Energy-based surgical instruments are increasingly used in laparoscopic surgical procedures. For example, the ultrasonic scalpel enables tissue coagulation and -cutting by transferring a mechanical vibration to the tissue. Additionally, real-time sensing is implemented to improve the surgical procedures. Intraoperative ultrasonography is one of those real-time sensing techniques that allows the surgeon to visualize the anatomical surroundings of the surgical site.
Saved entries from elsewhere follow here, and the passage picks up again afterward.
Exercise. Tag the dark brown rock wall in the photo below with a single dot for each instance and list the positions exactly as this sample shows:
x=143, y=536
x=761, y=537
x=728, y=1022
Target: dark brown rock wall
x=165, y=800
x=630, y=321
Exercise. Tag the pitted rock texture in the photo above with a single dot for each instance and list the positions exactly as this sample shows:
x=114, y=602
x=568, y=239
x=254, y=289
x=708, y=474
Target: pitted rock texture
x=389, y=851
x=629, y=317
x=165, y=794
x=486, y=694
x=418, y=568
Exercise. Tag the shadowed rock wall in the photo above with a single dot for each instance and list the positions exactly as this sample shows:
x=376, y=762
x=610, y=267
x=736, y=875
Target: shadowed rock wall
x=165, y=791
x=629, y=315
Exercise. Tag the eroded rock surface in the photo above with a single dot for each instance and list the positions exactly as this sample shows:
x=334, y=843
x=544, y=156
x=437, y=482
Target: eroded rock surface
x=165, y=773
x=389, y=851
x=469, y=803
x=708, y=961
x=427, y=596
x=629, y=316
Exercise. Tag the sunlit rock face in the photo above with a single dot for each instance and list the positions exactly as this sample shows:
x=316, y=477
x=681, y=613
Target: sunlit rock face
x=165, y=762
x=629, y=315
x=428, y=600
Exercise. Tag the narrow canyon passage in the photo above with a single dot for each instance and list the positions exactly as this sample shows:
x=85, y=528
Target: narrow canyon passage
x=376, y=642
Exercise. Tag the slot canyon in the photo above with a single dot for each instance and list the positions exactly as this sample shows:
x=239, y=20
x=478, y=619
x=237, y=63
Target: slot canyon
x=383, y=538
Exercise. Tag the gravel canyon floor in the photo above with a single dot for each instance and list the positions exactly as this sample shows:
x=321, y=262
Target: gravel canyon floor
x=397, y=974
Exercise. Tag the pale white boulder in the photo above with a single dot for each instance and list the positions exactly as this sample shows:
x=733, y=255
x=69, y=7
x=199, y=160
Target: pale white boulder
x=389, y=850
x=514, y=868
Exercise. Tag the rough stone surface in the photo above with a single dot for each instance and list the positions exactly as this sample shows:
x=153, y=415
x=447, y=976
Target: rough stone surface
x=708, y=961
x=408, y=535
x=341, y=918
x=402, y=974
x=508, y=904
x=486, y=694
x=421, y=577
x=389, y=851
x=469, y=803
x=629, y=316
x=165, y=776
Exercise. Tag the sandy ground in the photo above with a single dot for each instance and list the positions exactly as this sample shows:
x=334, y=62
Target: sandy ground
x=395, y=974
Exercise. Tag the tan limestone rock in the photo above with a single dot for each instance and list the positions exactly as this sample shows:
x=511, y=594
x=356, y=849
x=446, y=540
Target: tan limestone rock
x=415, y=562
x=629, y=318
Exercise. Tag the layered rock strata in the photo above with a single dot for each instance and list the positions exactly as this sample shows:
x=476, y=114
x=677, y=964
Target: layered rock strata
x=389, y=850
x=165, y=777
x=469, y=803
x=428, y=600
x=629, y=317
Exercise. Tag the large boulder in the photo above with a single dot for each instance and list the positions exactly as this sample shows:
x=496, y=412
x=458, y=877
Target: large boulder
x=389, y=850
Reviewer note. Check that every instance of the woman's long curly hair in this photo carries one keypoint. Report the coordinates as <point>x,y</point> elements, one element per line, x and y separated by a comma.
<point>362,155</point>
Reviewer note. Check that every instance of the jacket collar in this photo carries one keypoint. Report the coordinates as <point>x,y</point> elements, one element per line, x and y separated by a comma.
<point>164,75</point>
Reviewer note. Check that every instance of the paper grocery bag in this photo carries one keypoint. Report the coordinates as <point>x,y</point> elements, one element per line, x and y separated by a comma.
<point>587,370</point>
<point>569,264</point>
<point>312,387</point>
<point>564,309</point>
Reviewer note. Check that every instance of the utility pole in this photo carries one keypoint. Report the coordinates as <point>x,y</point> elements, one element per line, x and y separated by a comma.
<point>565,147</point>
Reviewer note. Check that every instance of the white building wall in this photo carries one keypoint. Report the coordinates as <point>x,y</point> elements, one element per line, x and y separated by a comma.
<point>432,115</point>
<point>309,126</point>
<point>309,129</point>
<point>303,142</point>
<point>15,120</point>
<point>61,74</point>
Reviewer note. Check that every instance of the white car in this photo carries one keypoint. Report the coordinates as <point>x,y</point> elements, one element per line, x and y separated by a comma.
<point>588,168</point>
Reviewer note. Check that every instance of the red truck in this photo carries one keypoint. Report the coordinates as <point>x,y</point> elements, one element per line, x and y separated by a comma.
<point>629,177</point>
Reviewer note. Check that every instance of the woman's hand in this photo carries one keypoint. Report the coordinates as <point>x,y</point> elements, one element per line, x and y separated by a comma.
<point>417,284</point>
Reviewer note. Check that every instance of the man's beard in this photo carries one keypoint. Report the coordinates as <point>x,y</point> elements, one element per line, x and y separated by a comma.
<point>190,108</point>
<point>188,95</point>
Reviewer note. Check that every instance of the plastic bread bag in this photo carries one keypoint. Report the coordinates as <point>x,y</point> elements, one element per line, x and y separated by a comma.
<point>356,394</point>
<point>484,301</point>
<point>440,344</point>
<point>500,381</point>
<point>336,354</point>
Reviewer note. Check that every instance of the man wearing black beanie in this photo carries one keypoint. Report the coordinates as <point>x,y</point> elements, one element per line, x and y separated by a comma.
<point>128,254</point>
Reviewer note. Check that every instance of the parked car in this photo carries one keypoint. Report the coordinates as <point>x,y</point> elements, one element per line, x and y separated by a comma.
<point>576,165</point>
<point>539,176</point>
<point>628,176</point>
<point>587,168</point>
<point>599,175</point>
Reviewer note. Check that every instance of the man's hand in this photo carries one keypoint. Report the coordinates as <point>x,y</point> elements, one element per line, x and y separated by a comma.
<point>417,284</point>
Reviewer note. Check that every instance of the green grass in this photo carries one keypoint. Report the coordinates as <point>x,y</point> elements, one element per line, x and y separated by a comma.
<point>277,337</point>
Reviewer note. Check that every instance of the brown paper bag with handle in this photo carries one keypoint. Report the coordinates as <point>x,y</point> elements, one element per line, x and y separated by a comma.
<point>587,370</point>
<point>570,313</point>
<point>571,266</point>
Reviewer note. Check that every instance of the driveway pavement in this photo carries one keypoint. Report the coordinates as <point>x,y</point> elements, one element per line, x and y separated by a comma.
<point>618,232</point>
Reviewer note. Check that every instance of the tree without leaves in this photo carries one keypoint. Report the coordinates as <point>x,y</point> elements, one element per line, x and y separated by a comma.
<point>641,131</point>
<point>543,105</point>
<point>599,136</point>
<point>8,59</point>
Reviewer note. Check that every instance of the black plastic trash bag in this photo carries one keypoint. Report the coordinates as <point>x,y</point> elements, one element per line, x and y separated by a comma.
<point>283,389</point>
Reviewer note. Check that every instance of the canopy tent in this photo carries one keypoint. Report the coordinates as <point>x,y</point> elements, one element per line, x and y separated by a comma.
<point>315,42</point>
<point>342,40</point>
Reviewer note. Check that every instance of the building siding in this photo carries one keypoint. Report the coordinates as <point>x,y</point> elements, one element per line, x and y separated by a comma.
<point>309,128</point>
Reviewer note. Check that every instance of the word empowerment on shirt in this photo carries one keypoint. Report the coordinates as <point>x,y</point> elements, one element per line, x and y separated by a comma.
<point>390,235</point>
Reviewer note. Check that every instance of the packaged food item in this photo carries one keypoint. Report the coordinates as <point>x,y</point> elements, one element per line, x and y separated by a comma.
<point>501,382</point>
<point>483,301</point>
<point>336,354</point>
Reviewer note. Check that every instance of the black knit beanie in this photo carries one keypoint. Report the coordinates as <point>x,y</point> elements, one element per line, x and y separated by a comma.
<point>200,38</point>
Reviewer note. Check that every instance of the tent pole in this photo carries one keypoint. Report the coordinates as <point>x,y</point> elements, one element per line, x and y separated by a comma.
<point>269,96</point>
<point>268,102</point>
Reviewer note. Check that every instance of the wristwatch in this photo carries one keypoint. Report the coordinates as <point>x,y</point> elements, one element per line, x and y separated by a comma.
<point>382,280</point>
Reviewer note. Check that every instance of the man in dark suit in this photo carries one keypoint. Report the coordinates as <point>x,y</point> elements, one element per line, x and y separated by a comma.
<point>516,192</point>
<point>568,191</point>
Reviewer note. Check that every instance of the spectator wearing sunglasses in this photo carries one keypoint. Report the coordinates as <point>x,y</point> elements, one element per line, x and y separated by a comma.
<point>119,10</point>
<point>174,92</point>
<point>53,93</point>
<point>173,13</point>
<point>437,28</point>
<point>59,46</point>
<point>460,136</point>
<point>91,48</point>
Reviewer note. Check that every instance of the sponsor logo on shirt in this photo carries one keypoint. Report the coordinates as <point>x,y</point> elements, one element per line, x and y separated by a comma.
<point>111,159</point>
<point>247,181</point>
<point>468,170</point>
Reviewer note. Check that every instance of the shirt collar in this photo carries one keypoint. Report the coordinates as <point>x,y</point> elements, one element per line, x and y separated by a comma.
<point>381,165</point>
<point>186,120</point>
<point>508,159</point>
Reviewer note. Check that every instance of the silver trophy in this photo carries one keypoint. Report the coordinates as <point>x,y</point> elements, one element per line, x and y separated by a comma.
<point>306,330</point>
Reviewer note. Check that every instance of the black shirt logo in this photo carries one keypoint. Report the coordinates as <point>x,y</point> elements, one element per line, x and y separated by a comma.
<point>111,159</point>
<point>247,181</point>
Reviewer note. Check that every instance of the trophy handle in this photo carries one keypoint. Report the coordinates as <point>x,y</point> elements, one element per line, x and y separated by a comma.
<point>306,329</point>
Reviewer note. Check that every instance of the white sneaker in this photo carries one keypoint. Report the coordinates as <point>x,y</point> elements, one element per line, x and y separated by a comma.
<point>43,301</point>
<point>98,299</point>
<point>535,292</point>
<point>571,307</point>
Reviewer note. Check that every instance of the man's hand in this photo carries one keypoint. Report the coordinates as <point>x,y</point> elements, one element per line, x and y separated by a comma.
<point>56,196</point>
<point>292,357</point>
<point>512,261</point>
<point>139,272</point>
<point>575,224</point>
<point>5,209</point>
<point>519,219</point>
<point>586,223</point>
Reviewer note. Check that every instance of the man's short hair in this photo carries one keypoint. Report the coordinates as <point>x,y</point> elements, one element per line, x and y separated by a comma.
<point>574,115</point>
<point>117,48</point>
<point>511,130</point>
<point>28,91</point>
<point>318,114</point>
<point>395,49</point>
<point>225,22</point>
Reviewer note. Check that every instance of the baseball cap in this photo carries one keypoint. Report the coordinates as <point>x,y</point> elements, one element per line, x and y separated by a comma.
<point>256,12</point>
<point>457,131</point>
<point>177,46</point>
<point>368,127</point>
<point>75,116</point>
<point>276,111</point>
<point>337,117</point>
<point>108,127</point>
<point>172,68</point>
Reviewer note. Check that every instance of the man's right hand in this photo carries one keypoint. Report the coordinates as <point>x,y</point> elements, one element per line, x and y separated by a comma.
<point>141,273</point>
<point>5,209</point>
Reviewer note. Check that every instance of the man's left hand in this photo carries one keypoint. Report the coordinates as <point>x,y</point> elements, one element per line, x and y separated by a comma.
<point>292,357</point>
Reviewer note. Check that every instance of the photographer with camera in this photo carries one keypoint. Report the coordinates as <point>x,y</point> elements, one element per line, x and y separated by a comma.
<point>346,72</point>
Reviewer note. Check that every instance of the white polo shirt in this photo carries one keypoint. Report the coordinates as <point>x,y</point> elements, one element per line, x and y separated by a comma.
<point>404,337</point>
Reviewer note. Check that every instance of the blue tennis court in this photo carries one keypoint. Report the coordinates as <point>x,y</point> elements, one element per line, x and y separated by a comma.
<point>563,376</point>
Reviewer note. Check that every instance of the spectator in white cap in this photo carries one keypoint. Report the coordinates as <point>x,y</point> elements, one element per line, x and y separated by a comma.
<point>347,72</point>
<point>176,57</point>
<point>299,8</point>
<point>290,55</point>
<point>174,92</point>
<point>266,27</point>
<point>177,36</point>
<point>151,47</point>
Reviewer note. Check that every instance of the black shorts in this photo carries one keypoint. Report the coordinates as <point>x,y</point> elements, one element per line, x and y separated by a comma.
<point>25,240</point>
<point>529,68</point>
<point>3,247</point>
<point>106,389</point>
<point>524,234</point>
Previous literature research has shown that integration of ultrasonography into the ultrasonic scalpel would be a promising direction for the development of a ‘smart surgical instrument’. This research focusses on the integration of intraoperative ultrasonography into the ultrasonic scalpel. Based on detailed analyses of the currently existing technology, several integration directions are developed. The integration of an existing ultrasound probe into the ultrasonic scalpel is tested in a series of experiments. A functional prototype is designed and manufactured in which the Philips Eagle Eye Platinum ultrasound catheter is integrated into a LOTUS Torsion ultrasonic scalpel. The performance of the separate ultrasound catheter is assessed using tissue phantom with inserted silicone distortions. This is followed by experiments to test the performance of the integrated catheter. Based on the experiment results, an improved prototype design is proposed. The first proposed prototype design facilitates integration of the ultrasound catheter and the integrated Eagle Eye Platinum catheter covers the areas of interest in its field of view. It is shown that the tissue phantom that is grasped by the ultrasonic scalpel prototype can be assessed. Distortions in the tissue can be detected. Also sideward imaging, relevant during tumour-free margin measurements, is possible using the developed prototype. Several problems were encountered during the experiments. The underlying causes are analysed and multiple solutions are recommended, leading to the proposal of an improved prototype design. It can be concluded that the integration of ultrasound imaging into the ultrasonic scalpel is a feasible direction for the development of a ‘smart surgical instrument’.